10

Following GCC __attribute__(packed ) will pack to byte boundary, aligned is used for which purpose :--

u8 rx_buf[14] __attribute__((aligned(8)));  
struct S { short f[3]; } __attribute__ ((aligned (8)));

above array will be of 16 byte, am I right.

means sizeof(rx_buff) will be 16 byte .. i.e 2 byte alignment at end

  • To answer your unasked question: no, you should not (and it is considered a bad practice) dump structures to disk or rely on memory alignment whatsoever, whether it is for internal program use or not. – Dariusz Jan 15 '13 at 7:31
21

The answer to your question is no. The aligned attribute does not change the sizes of variables it is applied to, but the situation is slightly different for structure members. To quote the manual,

aligned (alignment)

This attribute specifies a minimum alignment for the variable or structure field, measured in bytes. For example, the declaration:

int x __attribute__ ((aligned (16))) = 0;

causes the compiler to allocate the global variable x on a 16-byte boundary.

and,

packed

The packed attribute specifies that a variable or structure field should have the smallest possible alignment — one byte for a variable, and one bit for a field, unless you specify a larger value with the aligned attribute.

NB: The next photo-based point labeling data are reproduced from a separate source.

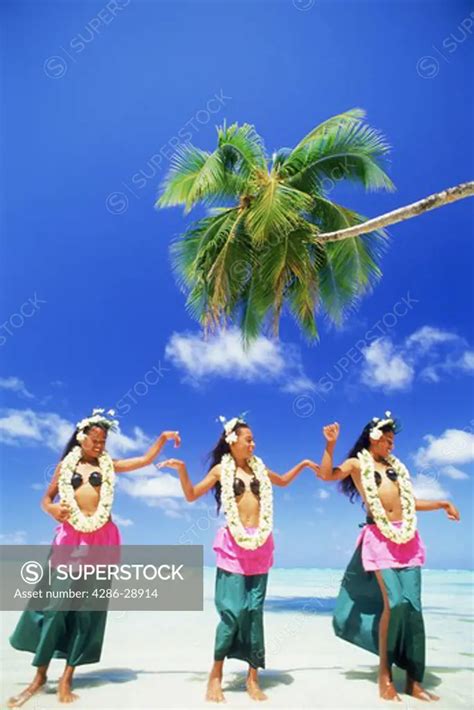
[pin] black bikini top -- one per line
(239, 486)
(391, 473)
(95, 479)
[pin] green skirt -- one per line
(239, 601)
(76, 636)
(359, 607)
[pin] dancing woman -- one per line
(379, 604)
(84, 480)
(242, 485)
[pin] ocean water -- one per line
(445, 593)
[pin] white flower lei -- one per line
(265, 524)
(408, 528)
(80, 521)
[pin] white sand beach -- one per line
(161, 660)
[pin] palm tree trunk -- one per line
(459, 192)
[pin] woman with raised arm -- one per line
(379, 604)
(242, 484)
(84, 480)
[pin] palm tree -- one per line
(259, 249)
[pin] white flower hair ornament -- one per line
(376, 432)
(231, 436)
(97, 417)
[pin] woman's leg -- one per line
(214, 684)
(386, 688)
(258, 589)
(410, 578)
(253, 686)
(37, 683)
(65, 694)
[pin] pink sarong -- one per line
(99, 547)
(108, 534)
(378, 552)
(233, 558)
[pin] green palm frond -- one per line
(350, 117)
(194, 175)
(260, 258)
(276, 208)
(350, 271)
(350, 151)
(242, 149)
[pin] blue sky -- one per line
(95, 97)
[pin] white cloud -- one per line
(393, 367)
(150, 485)
(123, 522)
(19, 426)
(385, 367)
(454, 473)
(427, 487)
(15, 538)
(223, 355)
(454, 446)
(427, 337)
(14, 384)
(23, 426)
(119, 444)
(466, 361)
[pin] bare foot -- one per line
(214, 692)
(254, 690)
(35, 687)
(387, 691)
(417, 691)
(65, 695)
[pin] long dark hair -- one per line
(215, 456)
(347, 486)
(73, 440)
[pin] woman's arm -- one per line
(425, 505)
(327, 471)
(192, 493)
(132, 464)
(286, 478)
(59, 511)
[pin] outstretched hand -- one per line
(331, 432)
(172, 436)
(452, 512)
(59, 511)
(313, 466)
(170, 463)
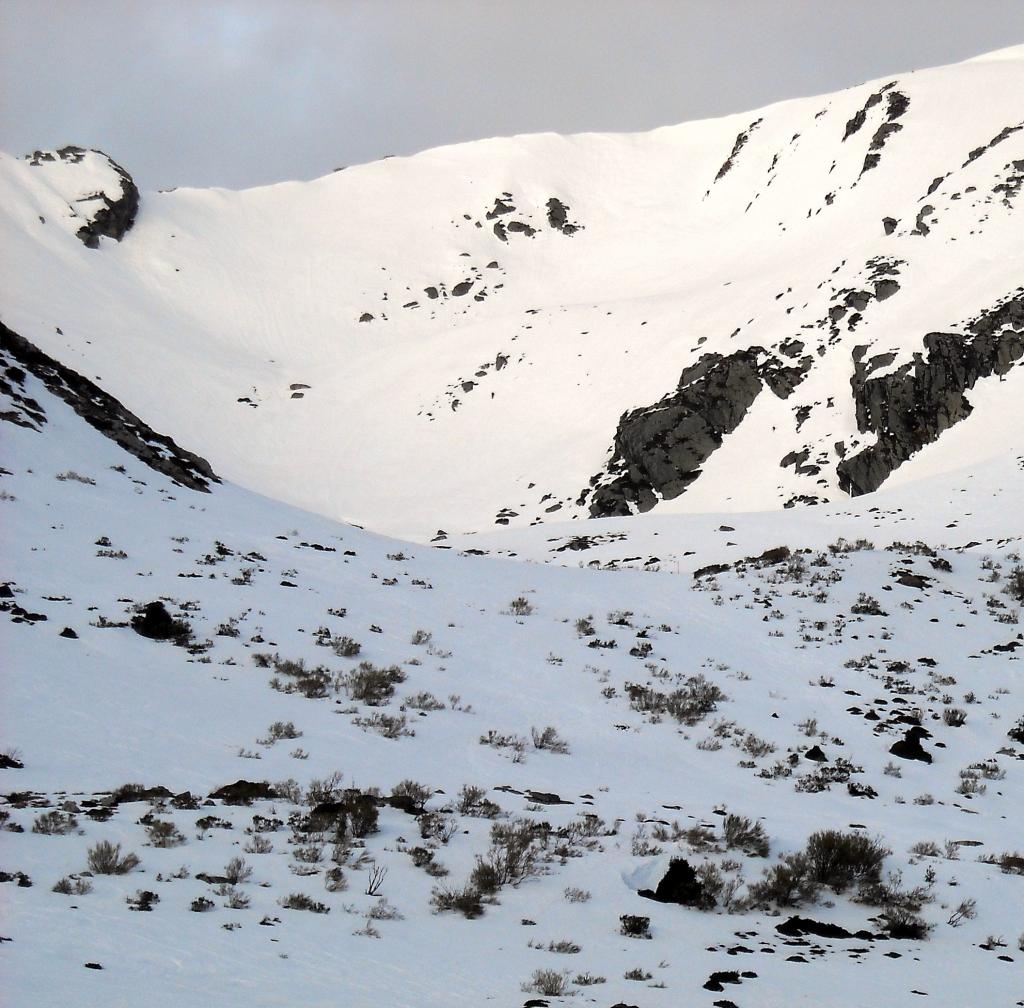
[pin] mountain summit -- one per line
(811, 295)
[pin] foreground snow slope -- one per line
(520, 294)
(839, 648)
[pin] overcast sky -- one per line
(200, 92)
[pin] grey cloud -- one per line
(242, 93)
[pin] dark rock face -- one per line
(157, 624)
(897, 103)
(797, 927)
(680, 885)
(998, 138)
(860, 117)
(738, 145)
(558, 217)
(98, 409)
(118, 209)
(658, 449)
(912, 406)
(909, 746)
(243, 792)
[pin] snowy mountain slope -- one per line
(531, 303)
(773, 689)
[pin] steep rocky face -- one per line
(658, 450)
(110, 210)
(19, 358)
(913, 405)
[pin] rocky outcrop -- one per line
(658, 450)
(116, 204)
(18, 358)
(740, 142)
(911, 406)
(896, 106)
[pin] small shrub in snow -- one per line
(636, 974)
(279, 730)
(465, 900)
(387, 725)
(689, 704)
(520, 606)
(744, 834)
(501, 741)
(372, 685)
(54, 823)
(238, 871)
(334, 880)
(163, 833)
(564, 948)
(415, 793)
(73, 887)
(966, 911)
(547, 982)
(573, 894)
(299, 900)
(838, 859)
(549, 740)
(786, 883)
(105, 858)
(233, 898)
(424, 701)
(142, 900)
(633, 926)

Here is a structure in which the field x is packed, so that it immediately follows a:

struct foo
{
    char a;
    int x[2] __attribute__ ((packed));
};

Note that the aligned attribute may change the memory layout of structures, by inserting padding between members. Subsequently, the size of the structure will change. For instance:

struct t {
    uint8_t  a __attribute__((aligned(16))); /* one byte plus 15 as padding here */
    uint16_t b __attribute__((aligned(16)));
};

would lead to 15 bytes of padding after a whereas the default alignment for the target architecture might have resulted in less. If you specified the packed attribute for the structure and lost the aligned attributes the structure would have a size of 3 bytes. Here's an illustration of how the memory layout of a structure might look like in each case.

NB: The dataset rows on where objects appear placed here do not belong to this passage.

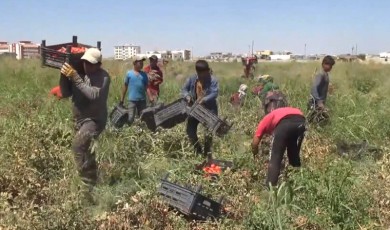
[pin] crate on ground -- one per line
(212, 122)
(189, 202)
(119, 116)
(147, 116)
(171, 114)
(221, 163)
(52, 56)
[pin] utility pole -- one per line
(253, 43)
(356, 49)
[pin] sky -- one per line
(204, 26)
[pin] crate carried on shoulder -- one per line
(189, 201)
(166, 116)
(210, 120)
(55, 56)
(177, 112)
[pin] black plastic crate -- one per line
(51, 57)
(147, 116)
(221, 163)
(119, 116)
(190, 203)
(212, 122)
(172, 114)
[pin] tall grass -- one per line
(39, 184)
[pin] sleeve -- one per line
(316, 84)
(261, 128)
(127, 79)
(145, 79)
(265, 89)
(65, 86)
(213, 92)
(91, 92)
(185, 91)
(146, 69)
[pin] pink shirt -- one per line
(268, 124)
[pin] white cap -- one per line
(139, 59)
(92, 55)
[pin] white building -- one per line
(4, 47)
(26, 49)
(126, 51)
(280, 57)
(181, 55)
(384, 55)
(22, 49)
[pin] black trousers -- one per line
(192, 129)
(288, 134)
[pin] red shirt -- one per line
(268, 124)
(155, 84)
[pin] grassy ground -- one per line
(39, 184)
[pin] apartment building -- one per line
(181, 55)
(124, 52)
(22, 49)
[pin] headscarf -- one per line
(242, 90)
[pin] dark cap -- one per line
(153, 57)
(202, 65)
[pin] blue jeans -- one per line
(135, 106)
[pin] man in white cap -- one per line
(89, 96)
(136, 82)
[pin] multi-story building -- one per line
(4, 47)
(181, 55)
(26, 49)
(126, 51)
(22, 49)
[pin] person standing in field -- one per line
(56, 91)
(237, 99)
(89, 96)
(319, 90)
(136, 82)
(287, 127)
(202, 88)
(155, 77)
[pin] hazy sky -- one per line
(328, 26)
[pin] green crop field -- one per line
(39, 182)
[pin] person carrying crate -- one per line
(287, 126)
(202, 88)
(319, 90)
(89, 96)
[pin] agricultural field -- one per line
(39, 182)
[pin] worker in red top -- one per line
(56, 91)
(155, 77)
(287, 126)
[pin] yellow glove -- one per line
(68, 70)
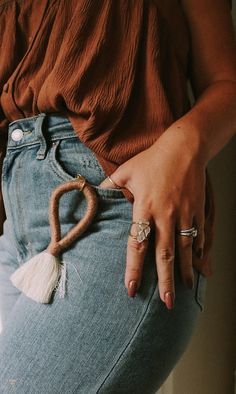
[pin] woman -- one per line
(100, 89)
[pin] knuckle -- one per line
(166, 255)
(137, 247)
(170, 212)
(187, 242)
(134, 272)
(166, 282)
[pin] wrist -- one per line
(191, 137)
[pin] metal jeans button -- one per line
(17, 135)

struct t with no attributes and default alignment on 8-byte boundary:

+-+-------+--+-------+
|a|       |bb|       |
+-+-------+--+-------+

struct t when a and b are aligned on 16-byte boundaries:

+-+---------------+--+---------------+
|a|    padding    |bb|    padding    |
+-+---------------+--+---------------+

struct t when a and b have no alignment restrictions and t is packed:

+-+--+
|a|bb|
+-+--+
  • 6
    You're missing one effect of alignment - if a and b are aligned, there will be padding after b as well. This is because the size of struct t must be a multiple of 16 (otherwise, in an array, the second element will have its fields misaligned). – ugoren Jan 15 '13 at 8:15
  • Also padding is added if a struct is aligned: say struct foo {int a; int b;} and struct bar {int a; int b;} __attribute__((aligned(256))) will have different size. sizeof(struct foo) == 8 while sizeof(struct bar) == 256. – qwattash Sep 7 '17 at 15:06
4

above array will be of 16 byte, am I right.

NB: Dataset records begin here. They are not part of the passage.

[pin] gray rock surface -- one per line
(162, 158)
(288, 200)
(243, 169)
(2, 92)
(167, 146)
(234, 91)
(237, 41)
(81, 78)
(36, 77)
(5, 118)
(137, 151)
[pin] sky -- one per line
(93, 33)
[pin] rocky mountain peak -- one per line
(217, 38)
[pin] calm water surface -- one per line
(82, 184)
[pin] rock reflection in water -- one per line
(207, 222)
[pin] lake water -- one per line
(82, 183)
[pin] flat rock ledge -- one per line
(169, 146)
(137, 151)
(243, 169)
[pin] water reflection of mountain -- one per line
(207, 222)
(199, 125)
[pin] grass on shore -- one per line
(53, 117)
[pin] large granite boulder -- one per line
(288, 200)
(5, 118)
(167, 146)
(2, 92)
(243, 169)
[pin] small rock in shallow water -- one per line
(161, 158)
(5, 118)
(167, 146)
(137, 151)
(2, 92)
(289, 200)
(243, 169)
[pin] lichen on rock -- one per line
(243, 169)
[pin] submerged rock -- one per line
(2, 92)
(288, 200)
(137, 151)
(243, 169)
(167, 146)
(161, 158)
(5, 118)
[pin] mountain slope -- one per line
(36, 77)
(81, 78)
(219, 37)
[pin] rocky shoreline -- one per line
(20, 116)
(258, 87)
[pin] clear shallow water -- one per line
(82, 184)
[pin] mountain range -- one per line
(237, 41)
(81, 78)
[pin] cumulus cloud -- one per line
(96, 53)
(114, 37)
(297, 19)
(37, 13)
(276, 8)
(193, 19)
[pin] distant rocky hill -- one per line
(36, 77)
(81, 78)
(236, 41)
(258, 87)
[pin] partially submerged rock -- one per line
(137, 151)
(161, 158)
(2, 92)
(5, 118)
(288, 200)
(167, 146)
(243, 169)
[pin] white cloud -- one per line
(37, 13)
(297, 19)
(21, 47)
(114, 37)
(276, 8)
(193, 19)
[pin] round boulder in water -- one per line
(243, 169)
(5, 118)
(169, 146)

Incorrect. The array is still 14 bytes long; all that __attribute__((aligned)) does is provide any necessary padding outside the array to align it to an 8-byte boundary. It is impossible to safely assume anything about where this padding exists, or how much of it there is.

As such, sizeof(rx_buf) will remain 14, just as it would have been without the alignment.